IDC’s EMEA Partner Survey 2024 shows that 60% of partner revenues are now direct payments from end customers. This means that 40% of partner revenue is coming from elsewhere — as a sub-contractor through another partner, fund disbursement from a marketplace operator, or payments from vendors.

Trend 3: Looking Beyond the Primary Activity of Partners

Many vendors used to categorize their partner base according to their primary activity. Partners that primarily focused on reselling vendor products and solutions were categorized as VARs. Partners that derived most of their revenue through services were labelled as some form of managed services or consultancy services provider.

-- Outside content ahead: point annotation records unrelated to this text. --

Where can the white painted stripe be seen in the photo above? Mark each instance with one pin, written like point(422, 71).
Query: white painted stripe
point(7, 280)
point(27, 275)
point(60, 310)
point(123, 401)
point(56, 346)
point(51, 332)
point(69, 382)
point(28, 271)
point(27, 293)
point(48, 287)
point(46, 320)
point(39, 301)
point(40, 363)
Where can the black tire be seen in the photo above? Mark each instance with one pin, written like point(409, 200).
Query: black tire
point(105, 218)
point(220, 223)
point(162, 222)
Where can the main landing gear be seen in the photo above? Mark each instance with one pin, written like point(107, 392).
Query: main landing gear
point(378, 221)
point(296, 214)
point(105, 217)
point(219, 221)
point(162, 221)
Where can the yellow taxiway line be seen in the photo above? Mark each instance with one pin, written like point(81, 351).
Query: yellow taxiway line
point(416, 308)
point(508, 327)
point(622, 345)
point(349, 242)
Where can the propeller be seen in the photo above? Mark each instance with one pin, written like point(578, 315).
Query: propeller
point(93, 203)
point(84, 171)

Results of our survey suggest there are potential risks in this approach. Most partners now operate multiple partner business models that span sell, service, and build roles for the customer. While only a small number of partners in the survey self-identified as cloud service providers, for example, a significant number offer this as a secondary business model.

It is increasingly important for vendors to consider the activity mix of each individual partner to uncover how they engage with the customer. Vendors that only engage with a partner based on their primary business activity are potentially leaving opportunities on the table to drive additional customer engagement through other areas of expertise and capabilities the partner possesses.

Bottom Line

Gaining a deeper understanding of the activity mix and commitment levels of partners is key for vendors to allocate resources based on partner potential and to look for untapped opportunity within their existing partner base.

Knowing how your partners interact with other vendors and customers — and knowing how important you are to their overall business and what their long-term strategy is — has become critical to inform vendor ecosystem strategies.